Choosing an OAuth 2.0 Grant Type

Overview

The first step to implementing an OAuth 2.0 solution for your application or integration is to select the proper OAuth 2.0 authorization grant type for your use case. The grant type, or means by which a client application acquires an authorized access token, is used to authenticate a request to a Procore API endpoint. Normally, you determine the proper grant type based on the architecture and framework of your particular project. Let’s outline the OAuth 2.0 grant types supported by the Procore API.

Authorization Code Grant (Web Server Applications)

Note: It is important to keep in mind that when you create any new application on the developer portal, OAuth 2.0 credentials for the Authorization Code grant type are provided automatically by the system. You do not need to explicitly select or specify this grant type in your application configuration.

If you are developing a web server-based solution, then you will want to implement the Authorization Code grant type. Web server applications are written in a server-side language where the source code of the application is not visible to the public. This means the application is able to take advantage of the Client Secret when communicating with the authorization server, which provides more robust security. The authorization grant type is considered a “redirection-based” flow. As such, your application must be capable of interacting with the user’s web browser as well as receiving incoming requests (via redirection) from the Procore authorization server.

Here is a diagram illustrating the flow for the Authorization Code grant type. Let’s walk through each step in the flow.

Auth code grant type

  1. When a Procore user accesses your application, it initiates the authorization grant flow and redirects the user’s web browser to the Procore API Grant App Authorization endpoint (/authorize), so the user can authenticate.
  2. The Procore authorization server authenticates the user (via the browser) and displays a consent dialog where the user can choose to allow or deny your application access to their data in Procore.
  3. Once the user allows access, the Procore authorization server redirects the user back to your application with an Authorization Code that can only be used once and has a 10 minute expiration.
  4. Your application then sends the Authorization Code to the authentication server and asks to exchange it with an access token. This is accomplished using the /token endpoint.

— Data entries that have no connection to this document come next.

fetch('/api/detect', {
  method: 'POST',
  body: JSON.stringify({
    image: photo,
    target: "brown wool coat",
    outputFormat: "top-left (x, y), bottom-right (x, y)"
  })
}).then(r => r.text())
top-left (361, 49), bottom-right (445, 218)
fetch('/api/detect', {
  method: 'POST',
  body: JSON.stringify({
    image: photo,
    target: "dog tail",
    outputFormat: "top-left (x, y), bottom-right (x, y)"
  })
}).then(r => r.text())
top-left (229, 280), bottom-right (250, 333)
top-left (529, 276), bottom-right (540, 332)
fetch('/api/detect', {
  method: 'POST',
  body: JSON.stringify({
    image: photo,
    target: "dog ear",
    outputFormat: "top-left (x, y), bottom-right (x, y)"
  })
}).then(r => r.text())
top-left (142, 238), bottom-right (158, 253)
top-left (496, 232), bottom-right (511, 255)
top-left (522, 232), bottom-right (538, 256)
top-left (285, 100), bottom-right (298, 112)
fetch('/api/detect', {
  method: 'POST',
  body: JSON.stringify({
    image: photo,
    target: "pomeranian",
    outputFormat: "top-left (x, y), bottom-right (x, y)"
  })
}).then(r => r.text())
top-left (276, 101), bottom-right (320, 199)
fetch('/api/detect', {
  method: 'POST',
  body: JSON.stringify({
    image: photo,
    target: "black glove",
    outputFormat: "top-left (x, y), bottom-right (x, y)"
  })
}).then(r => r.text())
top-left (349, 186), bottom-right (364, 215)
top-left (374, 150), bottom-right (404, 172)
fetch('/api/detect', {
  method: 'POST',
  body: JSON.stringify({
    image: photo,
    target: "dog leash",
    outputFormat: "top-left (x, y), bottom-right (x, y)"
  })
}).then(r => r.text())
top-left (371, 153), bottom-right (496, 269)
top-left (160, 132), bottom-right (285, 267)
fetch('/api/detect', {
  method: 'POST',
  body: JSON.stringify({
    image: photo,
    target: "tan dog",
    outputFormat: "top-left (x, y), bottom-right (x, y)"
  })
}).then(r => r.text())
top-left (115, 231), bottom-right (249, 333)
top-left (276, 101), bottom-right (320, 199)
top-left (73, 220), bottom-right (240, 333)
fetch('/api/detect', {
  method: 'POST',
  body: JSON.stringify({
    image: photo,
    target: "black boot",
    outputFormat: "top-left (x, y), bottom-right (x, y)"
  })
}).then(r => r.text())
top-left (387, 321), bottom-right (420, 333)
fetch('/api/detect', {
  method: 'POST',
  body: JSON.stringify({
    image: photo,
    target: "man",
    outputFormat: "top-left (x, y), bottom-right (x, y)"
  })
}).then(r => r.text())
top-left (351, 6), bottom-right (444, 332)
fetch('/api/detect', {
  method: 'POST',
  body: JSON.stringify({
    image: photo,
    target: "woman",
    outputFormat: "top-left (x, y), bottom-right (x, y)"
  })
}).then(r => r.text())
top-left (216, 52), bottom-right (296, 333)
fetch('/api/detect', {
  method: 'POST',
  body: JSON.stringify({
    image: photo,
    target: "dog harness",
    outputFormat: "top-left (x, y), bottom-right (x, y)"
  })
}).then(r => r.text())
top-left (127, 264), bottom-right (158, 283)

When making this request, your application authenticates with the Procore server using your Client ID and Client Secret.
  5. The Procore authentication server authenticates your application, validates the Authorization Code and responds back with the access token.
  6. Your application can now use the access token to make calls to the Procore API on behalf of the user.

Using the State Parameter to Enhance Security

The OAuth 2.0 specification provides for enhanced security through the use of the state parameter. By incorporating the state parameter into the Authorization Grant flow for your application, you can reduce the likelihood of a Cross-site Request Forgery (CSRF) attack. CSRF is an exploit in which an attacker causes the user-agent of an end-user to follow a malicious URI to a trusting server. The state parameter is intended to preserve a state object set by the client in the Authorization request and make it available to the client in the response. The client can then verify the state parameter value in the response - something an attacker could not know. If the client successfully verifies the value returned, it will reject authorization responses that were generated as the result of requests by third-party attackers trying to log in as the user in the background without the user’s knowledge.

In the context of the Procore API, the state parameter is passed with the GET request to the Grant App Authorization endpoint. The state parameter is an arbitrary alphanumeric string that can represent any value you choose. Your application uses the state request parameter to deliver a unique value to the Procore authorization server when making an authorization request. Once authorization has been granted by the end-user, the Procore authorization server redirects the end user’s user-agent (browser) back to your application with the required binding state value included as a query parameter in the redirect URI along with the authorization code.

Though not required for implementing OAuth 2.0 in your Procore integration, we highly recommend including the state parameter in your authentication architecture.

Client Credentials Grant (Data Connection Applications, userless access)

If you are developing an application or integration that does not rely on or require access authorization from a specific Procore user, then you will want to implement the Client Credentials grant type using a Developer Managed Service Account (DMSA). The Client Credentials grant type is used for data connection integrations between Procore and other systems. If you define company level and/or project level tool permissions for your DMSA application, your client credentials will be generated by the system and can be accessed in the OAuth Credentials section of the Manage App page. See OAuth 2.0 Using Client Credentials and Developer Managed Service Accounts for additional information.

Here is a diagram illustrating the flow for the Client Credentials grant type. Let’s walk through each step in the flow.

Client grant type

  1. Client requests an access token from the Procore Authentication Server using the Client ID and Client Secret credentials associated with the DMSA in Procore.
  2. The Procore Authentication Server returns a JSON response that includes the access token and other supporting data.
  3. Your application can now use the access token to make calls to the Procore API.